Avoid “being a yes person,” she says, encouraging job seekers to “demonstrate curiosity and interest in the organization” and not just talk about yourself nonstop. Nary an interviewer is going to be interested in you if you don’t know when to give up the floor.
2. You Hide Who You Really Are
Garnett’s advice is worth its salt, that’s for sure, and so is career strategist, Rajiv Nathan’s, whose unexpected thoughts on the subject are worth remembering. His belief is that if you hide who you really are in interviews, you’re not doing yourself any favors. Nathan explains that he “frequently advises people to stop dividing work life from home life, and acknowledge that you’re one person at the end of the day. Share who you are as a person, don’t just share the role you think the company’s trying to cast for its ‘play.’”
To him, that “includes sharing the weird or potentially ‘unprofessional’ things you’re interested in.” Basically, in order not to appear unscrupulous, you’ve got to delve into the so-called unprofessional. Nathan has gone there, telling “interviewers within the first three minutes” that he loves WWE pro wrestling and that he’s a rapper. This kind of information is going to set the stage for a far more interesting, memorable conversation than if you pretend to be one-dimensional.
3. You Don’t Finish Your Homework
You’ve probably heard about the importance of researching a company (a.k.a., homework) before going into a job interview. You want to be able to talk intelligently, so you read the mission statement, do a Google search of the founders, and have a general understanding of their past and present standing.

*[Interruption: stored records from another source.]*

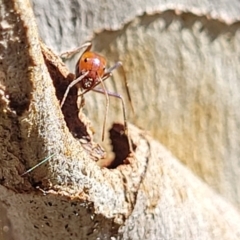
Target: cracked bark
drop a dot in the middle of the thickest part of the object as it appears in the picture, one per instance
(148, 196)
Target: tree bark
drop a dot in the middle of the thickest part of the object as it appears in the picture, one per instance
(181, 61)
(148, 195)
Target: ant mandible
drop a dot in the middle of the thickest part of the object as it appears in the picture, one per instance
(90, 71)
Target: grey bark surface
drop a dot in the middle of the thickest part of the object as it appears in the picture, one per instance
(151, 196)
(181, 59)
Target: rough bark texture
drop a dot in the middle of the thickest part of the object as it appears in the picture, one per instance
(181, 58)
(149, 195)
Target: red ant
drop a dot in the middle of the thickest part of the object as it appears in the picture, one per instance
(90, 71)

But, cautions Adrian J. Hopkins, a Muse career coach, this isn’t homework you can half-ass. It’s not enough to spew off a couple of “top-line company facts.” If you want the job and wish to avoid looking unprofessional in any way, shape, or form, you’re going to have to “go above and beyond a basic understanding of the company.” Let the interviewer know how you plan to grow with the company and get him thinking that he can’t “believe” he hadn’t the good fortune of meeting you sooner.

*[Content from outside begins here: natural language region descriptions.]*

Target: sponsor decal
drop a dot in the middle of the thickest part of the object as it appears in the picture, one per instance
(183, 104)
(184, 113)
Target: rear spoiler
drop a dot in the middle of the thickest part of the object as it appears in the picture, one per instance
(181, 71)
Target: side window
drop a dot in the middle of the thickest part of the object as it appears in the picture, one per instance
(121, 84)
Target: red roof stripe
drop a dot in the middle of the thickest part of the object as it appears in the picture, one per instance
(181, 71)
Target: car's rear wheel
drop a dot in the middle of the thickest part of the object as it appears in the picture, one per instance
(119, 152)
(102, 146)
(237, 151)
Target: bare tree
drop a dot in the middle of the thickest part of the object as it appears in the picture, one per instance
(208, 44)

Review Google News for references to the company, paying special attention to any statements that executives make about their strategic direction. If you’re familiar with where the leadership team wants it to go, it’s easier to make a case for why they should bring you on to help them get there. If the organization is smaller and not in the headlines, review its blog and social media, and prepare a new and thorough perspective on something that you’ve read.
4. You Blow it on Social Media
Has the incredible importance of your social media presence sunk in yet? This sounds super obvious, yet status faux pas are somehow still an issue—making it the most unexpected unprofessional behavior at this point. Career expert and coach Heidi Duss can’t stress this point enough: “Everyone needs to be very aware of what they are putting out.” She goes on to explain that “Hiring managers and recruiters will Google someone and find his or her online presence.”

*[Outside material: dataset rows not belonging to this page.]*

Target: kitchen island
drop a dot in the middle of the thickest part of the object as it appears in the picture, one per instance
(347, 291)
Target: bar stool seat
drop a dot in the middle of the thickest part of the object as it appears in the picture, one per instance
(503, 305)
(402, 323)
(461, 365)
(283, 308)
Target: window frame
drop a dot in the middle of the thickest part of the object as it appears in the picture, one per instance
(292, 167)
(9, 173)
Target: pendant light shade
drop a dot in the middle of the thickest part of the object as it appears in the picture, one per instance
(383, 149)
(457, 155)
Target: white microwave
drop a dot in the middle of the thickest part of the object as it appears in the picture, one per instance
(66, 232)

To drive her point home, Duss shares an anecdote of her own:
I once had a college student apply for an internship in our finance department. The hiring manager came to me and noted that he had checked out her Twitter feed and she had horrible things to say about the university she was graduating from, as well as the professors she had. Every other word was derogatory. The hiring manager said, ‘If she talks about her school/teachers this way, what is she going to say about our company when something does not go her way?’
The hiring manager had made her point, and so, apparently, had the candidate.